Linear Algebra – Condition Number of a Product of Two Matrices

condition numberlinear algebramatricesnormed-spaces

Given two square matrices $A$ and $B$, is the following inequality
$$\operatorname{cond}(AB) \leq \operatorname{cond}(A)\operatorname{cond}(B),$$ where $\operatorname {cond}$ is the condition number, true?
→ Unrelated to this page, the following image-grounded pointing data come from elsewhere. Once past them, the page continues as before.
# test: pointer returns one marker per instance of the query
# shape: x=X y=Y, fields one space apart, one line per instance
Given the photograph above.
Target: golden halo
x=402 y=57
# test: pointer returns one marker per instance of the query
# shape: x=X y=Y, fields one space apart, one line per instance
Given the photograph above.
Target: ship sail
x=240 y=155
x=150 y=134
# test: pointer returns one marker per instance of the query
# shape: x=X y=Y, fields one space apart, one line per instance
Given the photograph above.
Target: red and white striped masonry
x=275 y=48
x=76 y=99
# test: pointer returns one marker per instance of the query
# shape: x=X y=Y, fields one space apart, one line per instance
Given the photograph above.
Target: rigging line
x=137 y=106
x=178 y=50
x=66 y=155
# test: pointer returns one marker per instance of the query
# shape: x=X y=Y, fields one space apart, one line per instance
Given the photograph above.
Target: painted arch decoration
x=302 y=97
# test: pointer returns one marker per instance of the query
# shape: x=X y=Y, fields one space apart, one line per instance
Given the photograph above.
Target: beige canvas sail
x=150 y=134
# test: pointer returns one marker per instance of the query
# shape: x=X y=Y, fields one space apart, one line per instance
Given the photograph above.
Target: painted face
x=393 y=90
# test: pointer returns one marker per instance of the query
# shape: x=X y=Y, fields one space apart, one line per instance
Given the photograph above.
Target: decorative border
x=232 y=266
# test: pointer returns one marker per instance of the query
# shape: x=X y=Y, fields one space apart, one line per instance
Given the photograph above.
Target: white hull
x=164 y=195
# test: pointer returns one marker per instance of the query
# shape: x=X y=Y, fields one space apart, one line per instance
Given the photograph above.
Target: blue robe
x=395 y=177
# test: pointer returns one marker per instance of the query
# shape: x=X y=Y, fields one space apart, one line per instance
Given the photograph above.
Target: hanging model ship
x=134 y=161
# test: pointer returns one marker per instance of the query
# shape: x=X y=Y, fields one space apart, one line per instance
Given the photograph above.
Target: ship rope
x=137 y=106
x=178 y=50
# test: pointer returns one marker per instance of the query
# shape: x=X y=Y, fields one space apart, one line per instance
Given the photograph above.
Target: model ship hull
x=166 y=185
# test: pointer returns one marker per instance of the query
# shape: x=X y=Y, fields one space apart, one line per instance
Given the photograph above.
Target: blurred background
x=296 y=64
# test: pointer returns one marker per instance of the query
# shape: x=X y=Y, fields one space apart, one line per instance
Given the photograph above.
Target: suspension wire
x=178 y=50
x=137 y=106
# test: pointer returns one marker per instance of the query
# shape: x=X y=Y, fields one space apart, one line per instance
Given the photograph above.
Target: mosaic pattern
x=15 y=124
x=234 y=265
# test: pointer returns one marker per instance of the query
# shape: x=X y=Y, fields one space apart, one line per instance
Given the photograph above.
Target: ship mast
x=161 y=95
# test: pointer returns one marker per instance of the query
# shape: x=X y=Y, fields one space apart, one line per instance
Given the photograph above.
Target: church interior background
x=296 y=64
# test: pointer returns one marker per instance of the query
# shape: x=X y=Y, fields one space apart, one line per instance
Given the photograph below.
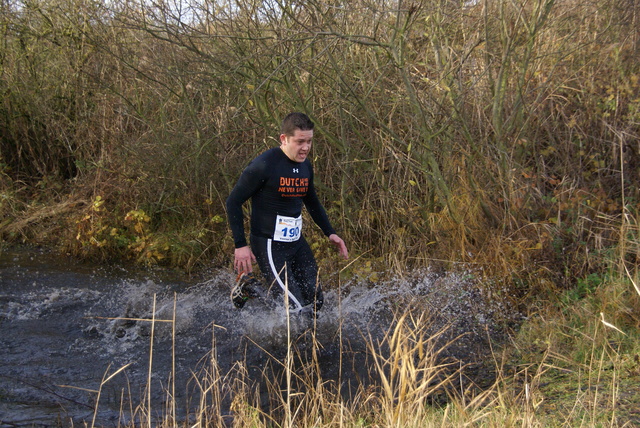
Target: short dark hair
x=295 y=121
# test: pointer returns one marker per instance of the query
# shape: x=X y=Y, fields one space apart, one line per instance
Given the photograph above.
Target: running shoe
x=244 y=289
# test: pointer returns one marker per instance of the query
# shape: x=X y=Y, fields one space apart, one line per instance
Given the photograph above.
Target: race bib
x=288 y=229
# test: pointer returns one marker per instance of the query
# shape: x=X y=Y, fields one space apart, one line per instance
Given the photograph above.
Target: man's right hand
x=243 y=259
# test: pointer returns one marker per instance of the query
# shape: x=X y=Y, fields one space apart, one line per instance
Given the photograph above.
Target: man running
x=278 y=182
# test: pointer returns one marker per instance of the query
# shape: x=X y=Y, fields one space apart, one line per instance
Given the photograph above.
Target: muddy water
x=66 y=326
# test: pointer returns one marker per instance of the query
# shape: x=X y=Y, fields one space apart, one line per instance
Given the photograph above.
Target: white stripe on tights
x=277 y=276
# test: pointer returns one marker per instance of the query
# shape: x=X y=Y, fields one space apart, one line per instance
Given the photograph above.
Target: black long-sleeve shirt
x=277 y=186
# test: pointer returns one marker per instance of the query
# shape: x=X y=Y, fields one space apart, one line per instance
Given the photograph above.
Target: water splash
x=66 y=324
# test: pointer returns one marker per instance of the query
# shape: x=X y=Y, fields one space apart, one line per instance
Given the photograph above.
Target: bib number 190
x=287 y=229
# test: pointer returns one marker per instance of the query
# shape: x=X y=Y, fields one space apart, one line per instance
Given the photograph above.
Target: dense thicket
x=500 y=133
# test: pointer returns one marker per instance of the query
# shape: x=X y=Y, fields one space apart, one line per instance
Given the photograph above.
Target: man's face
x=298 y=145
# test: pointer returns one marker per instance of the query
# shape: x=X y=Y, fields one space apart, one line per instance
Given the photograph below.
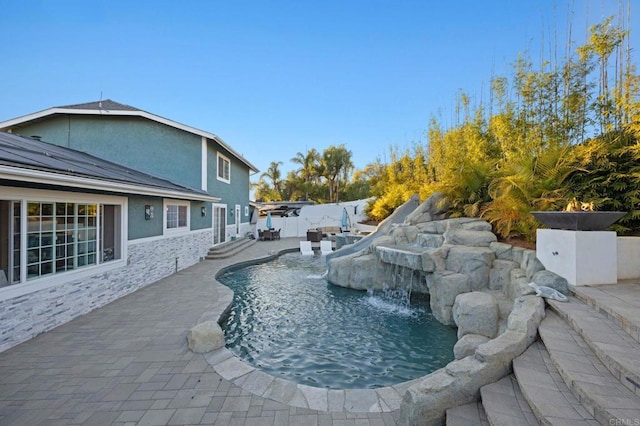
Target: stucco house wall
x=175 y=166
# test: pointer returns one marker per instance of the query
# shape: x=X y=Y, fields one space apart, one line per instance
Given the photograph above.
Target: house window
x=60 y=237
x=224 y=168
x=176 y=216
x=44 y=237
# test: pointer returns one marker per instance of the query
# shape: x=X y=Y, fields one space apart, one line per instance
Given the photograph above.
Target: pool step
x=620 y=307
x=545 y=391
x=468 y=414
x=614 y=347
x=505 y=404
x=599 y=392
x=229 y=248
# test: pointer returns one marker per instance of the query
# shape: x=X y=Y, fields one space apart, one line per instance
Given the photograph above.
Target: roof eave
x=138 y=113
x=73 y=181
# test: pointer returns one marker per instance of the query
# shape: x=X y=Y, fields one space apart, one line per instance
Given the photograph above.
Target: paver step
x=468 y=414
x=545 y=391
x=614 y=347
x=229 y=249
x=620 y=306
x=599 y=392
x=505 y=405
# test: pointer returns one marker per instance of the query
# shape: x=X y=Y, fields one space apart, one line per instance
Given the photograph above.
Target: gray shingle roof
x=18 y=151
x=107 y=104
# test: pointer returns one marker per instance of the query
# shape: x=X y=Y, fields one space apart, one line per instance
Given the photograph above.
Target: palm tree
x=274 y=174
x=336 y=166
x=309 y=171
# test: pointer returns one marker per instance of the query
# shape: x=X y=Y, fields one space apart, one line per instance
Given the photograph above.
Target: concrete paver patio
x=128 y=363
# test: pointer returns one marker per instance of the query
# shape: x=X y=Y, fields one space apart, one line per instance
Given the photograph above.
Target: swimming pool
x=288 y=321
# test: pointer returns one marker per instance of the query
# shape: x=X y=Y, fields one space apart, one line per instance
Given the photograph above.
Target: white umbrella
x=269 y=224
x=345 y=219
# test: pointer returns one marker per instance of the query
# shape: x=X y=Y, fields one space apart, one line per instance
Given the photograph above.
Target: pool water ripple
x=287 y=321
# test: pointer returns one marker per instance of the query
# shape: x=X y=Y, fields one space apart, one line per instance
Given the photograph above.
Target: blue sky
x=273 y=78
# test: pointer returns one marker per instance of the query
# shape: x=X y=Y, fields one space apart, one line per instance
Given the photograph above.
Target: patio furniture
x=314 y=235
x=305 y=248
x=325 y=247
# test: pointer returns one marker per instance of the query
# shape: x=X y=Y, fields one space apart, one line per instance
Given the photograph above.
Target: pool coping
x=252 y=380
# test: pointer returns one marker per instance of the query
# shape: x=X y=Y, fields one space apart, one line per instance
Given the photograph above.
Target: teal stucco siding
x=139 y=227
x=135 y=142
x=235 y=192
x=197 y=220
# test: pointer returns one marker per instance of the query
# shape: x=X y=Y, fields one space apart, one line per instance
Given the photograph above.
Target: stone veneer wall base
x=26 y=316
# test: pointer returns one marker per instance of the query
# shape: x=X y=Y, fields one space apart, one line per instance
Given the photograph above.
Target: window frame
x=24 y=196
x=178 y=229
x=220 y=175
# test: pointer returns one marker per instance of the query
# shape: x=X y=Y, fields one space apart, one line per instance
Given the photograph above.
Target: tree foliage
x=543 y=137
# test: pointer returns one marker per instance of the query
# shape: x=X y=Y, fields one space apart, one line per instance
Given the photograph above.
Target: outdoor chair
x=325 y=247
x=305 y=248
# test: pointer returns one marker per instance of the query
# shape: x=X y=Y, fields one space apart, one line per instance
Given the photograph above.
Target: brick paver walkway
x=128 y=364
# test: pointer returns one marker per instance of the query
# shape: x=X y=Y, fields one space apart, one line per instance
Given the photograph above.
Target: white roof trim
x=136 y=113
x=42 y=177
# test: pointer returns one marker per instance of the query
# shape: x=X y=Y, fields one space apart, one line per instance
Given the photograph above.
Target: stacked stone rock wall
x=468 y=275
x=26 y=316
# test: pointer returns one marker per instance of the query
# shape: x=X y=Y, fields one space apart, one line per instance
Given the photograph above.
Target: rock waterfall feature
x=473 y=281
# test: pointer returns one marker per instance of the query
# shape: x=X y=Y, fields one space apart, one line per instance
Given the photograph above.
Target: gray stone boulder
x=526 y=315
x=503 y=251
x=425 y=403
x=205 y=337
x=444 y=287
x=476 y=313
x=433 y=208
x=467 y=345
x=404 y=234
x=473 y=261
x=531 y=264
x=466 y=237
x=500 y=274
x=551 y=279
x=429 y=240
x=518 y=284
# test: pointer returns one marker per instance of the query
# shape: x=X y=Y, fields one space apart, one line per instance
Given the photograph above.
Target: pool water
x=289 y=322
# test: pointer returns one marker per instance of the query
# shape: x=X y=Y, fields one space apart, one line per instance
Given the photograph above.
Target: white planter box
x=582 y=257
x=628 y=258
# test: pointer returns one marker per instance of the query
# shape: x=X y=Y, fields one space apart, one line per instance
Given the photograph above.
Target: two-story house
x=100 y=199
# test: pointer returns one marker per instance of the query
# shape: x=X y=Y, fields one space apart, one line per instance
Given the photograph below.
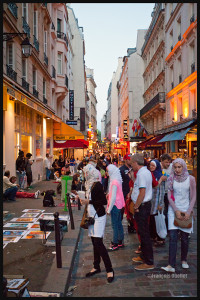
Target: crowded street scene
x=99 y=179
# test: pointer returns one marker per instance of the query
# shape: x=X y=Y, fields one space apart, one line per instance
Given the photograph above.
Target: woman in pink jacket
x=115 y=204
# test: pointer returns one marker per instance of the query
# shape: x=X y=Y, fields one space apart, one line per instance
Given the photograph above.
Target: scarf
x=158 y=171
x=179 y=178
x=91 y=175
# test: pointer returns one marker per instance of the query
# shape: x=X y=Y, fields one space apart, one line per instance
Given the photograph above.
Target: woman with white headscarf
x=182 y=197
x=115 y=204
x=96 y=200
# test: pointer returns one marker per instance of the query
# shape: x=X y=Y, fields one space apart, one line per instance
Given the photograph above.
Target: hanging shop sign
x=71 y=104
x=138 y=129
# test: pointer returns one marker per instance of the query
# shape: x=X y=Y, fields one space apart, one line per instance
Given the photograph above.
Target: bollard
x=57 y=240
x=70 y=212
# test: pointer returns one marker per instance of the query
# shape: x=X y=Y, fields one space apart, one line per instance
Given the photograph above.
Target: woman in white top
x=96 y=200
x=182 y=197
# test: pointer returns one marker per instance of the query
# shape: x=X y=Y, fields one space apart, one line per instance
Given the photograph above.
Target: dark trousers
x=152 y=229
x=100 y=251
x=165 y=212
x=141 y=219
x=10 y=193
x=173 y=239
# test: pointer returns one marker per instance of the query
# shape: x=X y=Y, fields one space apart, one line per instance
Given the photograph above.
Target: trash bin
x=66 y=183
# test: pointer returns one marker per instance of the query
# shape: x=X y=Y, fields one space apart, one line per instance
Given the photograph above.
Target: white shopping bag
x=160 y=225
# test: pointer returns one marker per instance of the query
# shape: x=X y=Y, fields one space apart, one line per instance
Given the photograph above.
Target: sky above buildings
x=109 y=29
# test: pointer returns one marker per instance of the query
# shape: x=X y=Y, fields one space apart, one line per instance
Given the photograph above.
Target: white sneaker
x=185 y=265
x=168 y=269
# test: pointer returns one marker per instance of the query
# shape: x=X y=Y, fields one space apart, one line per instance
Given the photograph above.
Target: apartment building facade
x=35 y=88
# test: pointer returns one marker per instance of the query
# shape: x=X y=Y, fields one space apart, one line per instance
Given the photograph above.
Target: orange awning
x=62 y=131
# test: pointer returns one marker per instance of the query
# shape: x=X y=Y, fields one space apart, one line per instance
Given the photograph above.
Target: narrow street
x=129 y=282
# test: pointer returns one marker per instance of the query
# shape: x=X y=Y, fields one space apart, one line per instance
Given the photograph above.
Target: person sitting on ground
x=13 y=179
x=9 y=189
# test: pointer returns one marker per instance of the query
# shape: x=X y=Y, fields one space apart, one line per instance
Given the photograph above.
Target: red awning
x=154 y=143
x=141 y=146
x=79 y=144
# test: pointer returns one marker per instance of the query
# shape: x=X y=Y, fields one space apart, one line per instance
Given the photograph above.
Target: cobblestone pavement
x=129 y=282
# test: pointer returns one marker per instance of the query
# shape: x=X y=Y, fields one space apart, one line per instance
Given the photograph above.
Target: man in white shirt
x=47 y=166
x=141 y=196
x=166 y=167
x=9 y=189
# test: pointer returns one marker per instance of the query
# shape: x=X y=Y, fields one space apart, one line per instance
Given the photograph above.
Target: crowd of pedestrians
x=134 y=186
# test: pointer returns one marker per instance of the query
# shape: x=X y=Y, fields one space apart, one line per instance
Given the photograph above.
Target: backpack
x=48 y=198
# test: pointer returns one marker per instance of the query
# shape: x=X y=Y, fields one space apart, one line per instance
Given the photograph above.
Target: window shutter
x=10 y=55
x=35 y=24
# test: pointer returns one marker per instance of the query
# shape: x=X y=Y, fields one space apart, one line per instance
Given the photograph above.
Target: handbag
x=183 y=223
x=161 y=225
x=87 y=221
Is this still true for rectangular matrices?

I know this is true:

$$||AB|| \leq ||A|| \cdot ||B||$$

The definition of condition number of matrix is as follows:

$$\operatorname{cond}(A)=||A|| \cdot ||A^{-1}||$$

Best Answer

When $A$ and $B$ are square matrices, the inequality is true for every matrix norm (which satisfies $\|AB\|\le \|A\|\,\|B\|$, by definition.) Indeed, $$ \operatorname{cond}(AB)=\|AB\|\,\|(AB)^{-1} \| \le \|A\|\,\|B\|\,\|B^{-1}\|\,\|A^{-1} \| =\operatorname{cond}(A)\,\operatorname{cond}(B) $$ If $A$ and $B$ are non-square, then $A^{-1}$ is not meaningful, and the condition number has to be defined differently. The one definition I know for this case (which agrees with the above when the operator norm is used), is $$ \operatorname{cond}(A)=\frac{\sigma_1(A)}{\sigma_n(A)} = \frac{\max\{|Ax|:|x|=1\}}{\min \{|Ax| : |x|=1\}} $$ (Here $\sigma_1$ and $\sigma_n$ are the greatest and smallest singular values of $A$, defined in the quotient on the right). This definition is of interest only when the kernel is trivial. The submultiplicative inequality still holds, because $\sigma_1(AB)\le \sigma_1(A)\sigma_1(B)$ and $\sigma_n(AB)\ge \sigma_n(A)\sigma_n(B) $.